I have to upload the file in a .emb format. I first convert it to .dst in another program, use pulse ambassador to change colors and convert file to .xxx, then use wilcom truesizer to save in an .emb file format.

When I open the file in ambassador, I see the jump stitches but I don't want want to show the jump stitches so is there a way to save a file that doesn't show it?

I have uploaded a file to give an example


----------



## jemmyell (Jan 26, 2010)

Hi,

Try Visual Stitch and Print from Sierra. It is free software.

Free Sierra software for Embroidery & more...

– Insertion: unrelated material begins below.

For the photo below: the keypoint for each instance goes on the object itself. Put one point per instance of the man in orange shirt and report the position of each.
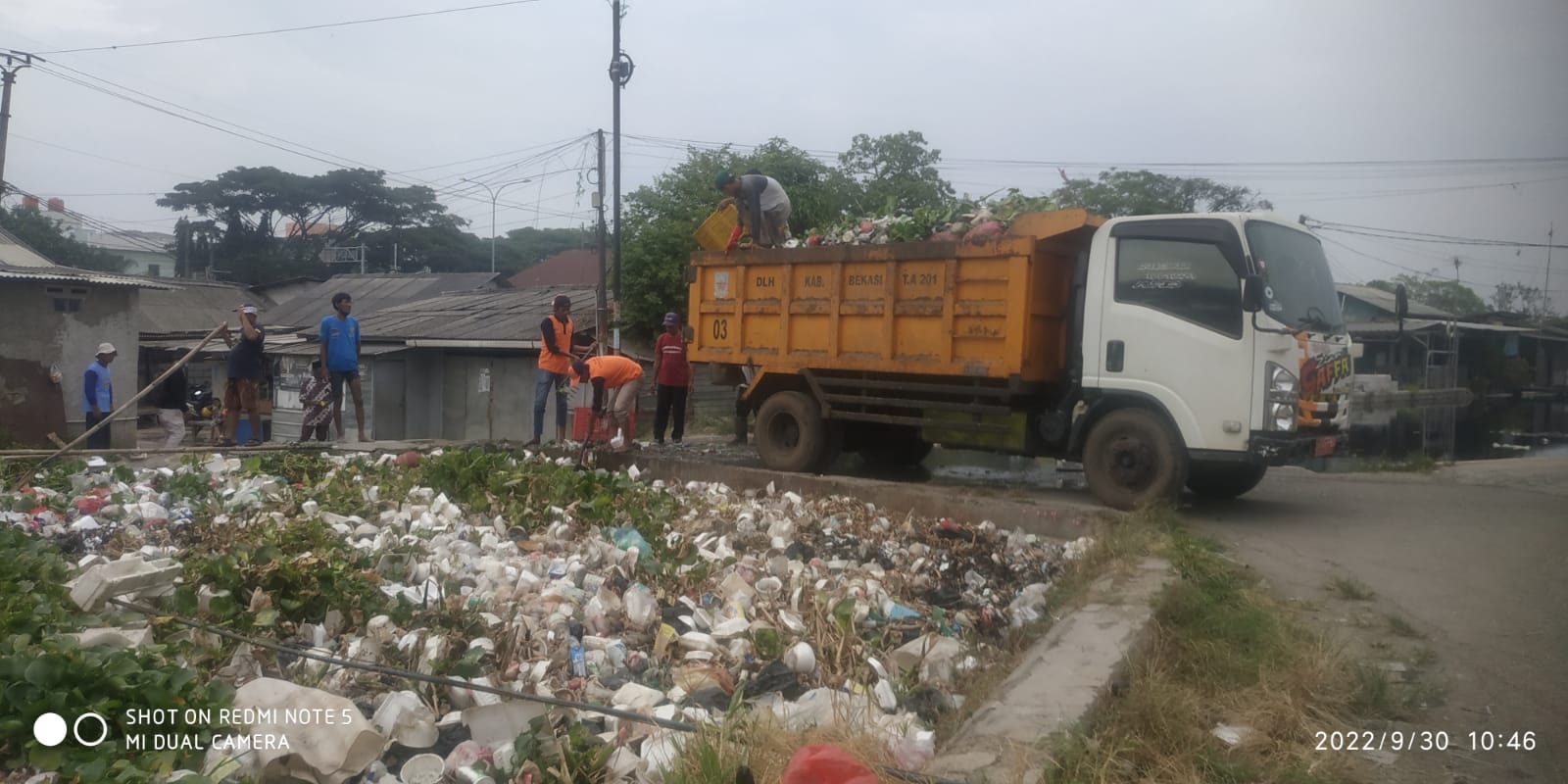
(556, 368)
(615, 380)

If your files MUST be in embroidery format and you are starting with a DST and you have CorelDRAW X3-X5 send me an email. We can discuss a utility I am working on currently.

-James


----------



## SunEmbroidery (Oct 18, 2007)

I haven't used Ambassador but I do use Pulse software. Is their a 3D function in Ambassador? If so that will eliminate the jump stitches.


----------



## zoom_monster (Sep 20, 2006)

Make sure when you are changing the formats, that you are preserving the trims. Also, You may be able to change the properties in the simulation to filter stitches (jumps) above a certain threshold. Not sure why you need to change the format to XXX then back to EMB. You should be able to change the thread colors with out doing that.


----------



## MileyJG (Oct 25, 2009)

Thanks everyone for your comments.

I have to use .emb because that is the only format that can be used when uploading embroidery files to the Wilcom DecoNetwork.

I use Corel DRAWINGS and unfortunatley, there is not an available embroidery format of .xxx so I save it there in a .dst. I then open Pulse Ambassador and change the thread colors to .xxx because .emb is not available.

The Wilcom Truesizer will not let you change the thread colors


----------